4. Gelet op het vorenstaande stel ik mij dan ook op het standpunt dat de namens aanvrager overgelegde stukken een novum opleveren en de aanvraag gegrond verklaard dient te worden.
5. Deze conclusie strekt ertoe dat de aanvraag zal worden toegewezen.
De procureur-generaal
bij de Hoge Raad der Nederlanden
1 Bijlage 6 herzieningsverzoek.
2 Bijlage 2 herzieningsverzoek: zie het proces-verbaal PL04ZU/05-503515, pagina's 3, het LOF-formulier (niet opgenomen in de doorlopende paginanummering) 11 (overzichtsproces-verbaal), 35 (gegevensblad verdachte 3), 37 (proces-verbaal van aanhouding), 38 (proces-verbaal van verhoor inverzekeringstelling), 39-41 (bevel tot inverzekeringstelling) en 74 (proces-verbaal van verhoor).

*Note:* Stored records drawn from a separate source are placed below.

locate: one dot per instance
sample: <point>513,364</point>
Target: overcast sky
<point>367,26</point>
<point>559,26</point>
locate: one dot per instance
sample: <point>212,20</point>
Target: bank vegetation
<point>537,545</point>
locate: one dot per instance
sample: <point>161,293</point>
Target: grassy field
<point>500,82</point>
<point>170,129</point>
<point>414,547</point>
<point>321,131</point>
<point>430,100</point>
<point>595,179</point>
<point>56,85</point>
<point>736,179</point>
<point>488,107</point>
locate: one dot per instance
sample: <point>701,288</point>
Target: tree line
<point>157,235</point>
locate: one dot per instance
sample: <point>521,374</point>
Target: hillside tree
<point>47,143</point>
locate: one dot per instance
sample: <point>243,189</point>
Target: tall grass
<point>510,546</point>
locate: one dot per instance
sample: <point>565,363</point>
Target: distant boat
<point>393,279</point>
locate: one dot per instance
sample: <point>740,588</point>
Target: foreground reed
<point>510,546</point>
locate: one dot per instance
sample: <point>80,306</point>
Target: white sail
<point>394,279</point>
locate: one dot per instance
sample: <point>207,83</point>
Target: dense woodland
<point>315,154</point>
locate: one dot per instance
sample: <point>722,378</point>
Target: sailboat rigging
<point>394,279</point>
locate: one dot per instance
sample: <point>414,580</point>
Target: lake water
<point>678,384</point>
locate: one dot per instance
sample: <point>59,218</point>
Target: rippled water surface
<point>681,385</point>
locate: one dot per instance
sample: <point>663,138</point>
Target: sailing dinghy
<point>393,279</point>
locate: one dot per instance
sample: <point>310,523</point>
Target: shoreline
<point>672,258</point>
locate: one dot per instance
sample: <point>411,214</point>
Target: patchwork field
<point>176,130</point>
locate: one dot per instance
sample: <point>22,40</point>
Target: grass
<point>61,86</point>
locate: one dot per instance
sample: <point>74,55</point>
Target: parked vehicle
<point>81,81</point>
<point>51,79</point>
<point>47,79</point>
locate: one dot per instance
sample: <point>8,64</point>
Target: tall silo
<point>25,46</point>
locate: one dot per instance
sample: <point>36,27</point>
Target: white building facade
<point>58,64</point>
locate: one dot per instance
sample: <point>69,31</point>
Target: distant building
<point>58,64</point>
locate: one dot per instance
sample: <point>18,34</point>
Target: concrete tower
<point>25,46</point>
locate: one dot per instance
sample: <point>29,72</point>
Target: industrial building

3 Bijlage 5 herzieningsverzoek.
4 Bijlage 2 herzieningsverzoek.
5 Bijlage 3 herzieningsverzoek.
6 Beide bijlage 2 herzieningsverzoek.
7 Bijlage 1 herzieningsverzoek.
8 Overigens heeft aanvrager steeds verklaard geboren te zijn in [geboorteplaats] en noemen de namens hem overgelegde stukken, te weten het uittreksel uit het geboorteregister (i) en het door het dorpshoofd ingevulde aanvraagformulier identiteitskaart (ii), als geboorteplaats [geboorteplaats].